Ali was shot in the forehead and her nose was bashed in. There were bruises about her body.
Investigators believe the Ali, who was also known as Inga Scheult, was killed in a drug deal gone wrong.
Police have a description of the vehicle Ali was last seen driving. And they have a location in which she was spotted the night before she died.
Yet, no one has been detained in connection with her brutal killing.
Her relatives are now calling on the police to find the person responsible for the woman’s death.
Ali, who was unemployed, was mother to two girls, ages seven and three. The children live with their father in Rio Claro.
Ali lived at Matilda, Princes Town, but at the time of her death she was staying at a house in La Romaine, police found.
A female relative, who asked not to be named, said she was not satisfied with the police investigation into Ali’s murder.
“Yes, we know they say it was a drug deal gone wrong. But there is a video showing the vehicles, the place she was at and other things. The police should have gone there and done some investigations. They could have taken in someone for questioning. That was never done. We need to get some answers. Someone can’t just murder a person and walk freely.
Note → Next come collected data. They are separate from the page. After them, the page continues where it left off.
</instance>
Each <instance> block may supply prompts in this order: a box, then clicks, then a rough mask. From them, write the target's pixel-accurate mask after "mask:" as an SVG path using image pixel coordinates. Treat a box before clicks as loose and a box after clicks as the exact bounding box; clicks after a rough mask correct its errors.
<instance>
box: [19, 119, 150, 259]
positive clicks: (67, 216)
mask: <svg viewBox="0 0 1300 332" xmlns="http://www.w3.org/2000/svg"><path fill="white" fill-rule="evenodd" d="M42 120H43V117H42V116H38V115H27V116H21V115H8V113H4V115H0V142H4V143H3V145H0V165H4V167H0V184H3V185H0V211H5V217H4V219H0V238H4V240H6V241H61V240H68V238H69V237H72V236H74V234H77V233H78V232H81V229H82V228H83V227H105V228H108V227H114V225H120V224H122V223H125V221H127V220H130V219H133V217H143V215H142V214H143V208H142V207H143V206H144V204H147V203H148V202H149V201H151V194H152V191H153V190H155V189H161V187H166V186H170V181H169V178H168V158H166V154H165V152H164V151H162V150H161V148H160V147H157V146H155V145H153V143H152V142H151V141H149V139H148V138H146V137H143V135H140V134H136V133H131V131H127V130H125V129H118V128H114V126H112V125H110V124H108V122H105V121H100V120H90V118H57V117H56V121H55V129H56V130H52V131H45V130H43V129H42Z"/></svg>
That is wrong,” she said.
The relative said Ali’s children were well taken care of and were beginning to understand what has happened.
“We do play an active role in the children’s lives. They are well taken care of by their father and grandmother and we are part of their lives. They are doing very well in school,” she said.
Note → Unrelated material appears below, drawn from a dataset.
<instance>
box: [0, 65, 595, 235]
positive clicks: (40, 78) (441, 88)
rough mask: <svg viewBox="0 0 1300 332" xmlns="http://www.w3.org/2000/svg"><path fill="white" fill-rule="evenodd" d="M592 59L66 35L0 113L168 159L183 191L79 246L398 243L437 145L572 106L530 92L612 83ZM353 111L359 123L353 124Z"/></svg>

The relative said they, too, were concerned about their safety. She appealed to investigators to keep her sister’s case open.
Ali’s friends described her as a woman with a good heart but fast life.
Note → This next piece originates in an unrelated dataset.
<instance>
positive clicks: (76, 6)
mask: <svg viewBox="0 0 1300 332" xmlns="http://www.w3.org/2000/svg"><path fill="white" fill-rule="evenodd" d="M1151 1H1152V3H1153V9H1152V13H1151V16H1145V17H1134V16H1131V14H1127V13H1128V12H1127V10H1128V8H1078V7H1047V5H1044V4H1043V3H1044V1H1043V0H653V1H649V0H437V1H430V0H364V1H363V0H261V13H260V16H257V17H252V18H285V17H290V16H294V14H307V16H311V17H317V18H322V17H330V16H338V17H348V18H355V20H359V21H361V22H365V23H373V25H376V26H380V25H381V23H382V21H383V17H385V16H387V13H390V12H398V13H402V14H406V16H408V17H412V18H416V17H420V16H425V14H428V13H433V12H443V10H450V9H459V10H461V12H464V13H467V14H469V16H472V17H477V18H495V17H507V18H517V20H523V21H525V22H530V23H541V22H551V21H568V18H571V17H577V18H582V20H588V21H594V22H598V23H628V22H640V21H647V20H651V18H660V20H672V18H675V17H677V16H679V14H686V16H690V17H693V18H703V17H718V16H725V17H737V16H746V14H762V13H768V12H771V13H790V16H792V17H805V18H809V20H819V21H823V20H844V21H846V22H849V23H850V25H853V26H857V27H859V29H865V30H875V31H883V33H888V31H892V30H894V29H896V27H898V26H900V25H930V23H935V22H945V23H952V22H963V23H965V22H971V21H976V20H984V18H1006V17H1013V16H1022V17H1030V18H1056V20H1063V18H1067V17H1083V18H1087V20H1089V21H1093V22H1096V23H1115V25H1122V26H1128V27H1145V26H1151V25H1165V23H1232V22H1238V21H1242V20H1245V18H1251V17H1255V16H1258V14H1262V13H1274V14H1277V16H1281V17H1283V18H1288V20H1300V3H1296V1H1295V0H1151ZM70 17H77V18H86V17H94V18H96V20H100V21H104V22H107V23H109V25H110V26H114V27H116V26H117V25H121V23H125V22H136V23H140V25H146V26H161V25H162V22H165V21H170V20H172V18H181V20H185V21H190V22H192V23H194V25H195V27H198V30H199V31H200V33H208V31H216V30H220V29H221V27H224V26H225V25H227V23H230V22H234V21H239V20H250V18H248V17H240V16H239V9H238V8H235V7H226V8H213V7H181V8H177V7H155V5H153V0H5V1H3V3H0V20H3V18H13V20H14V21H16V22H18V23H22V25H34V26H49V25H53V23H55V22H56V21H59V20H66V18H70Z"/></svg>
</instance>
In a video recorded the day before she died, Ali is seen wearing similar clothes as when her body was found.
The 39-second clip shows her parked on the road in what appears to be a squatters’ settlement.
It shows her giving something to a man and being given something in return, before driving off.
The car, a blue Suzuki Swift, was not found.
A friend who asked not to be named questioned whether society had failed Ali.
She was a school drop-out and became pregnant at age 15.
“She had bad company and never really listened when people tried to give her good advice. She wanted her own way and that was the problem,” the friend said.
The friend said had someone intervened and showed genuine interest in saving Ali she may still be alive.
Her friends have also appealed to the police to find the people Ali was seen liming with on the day before she died.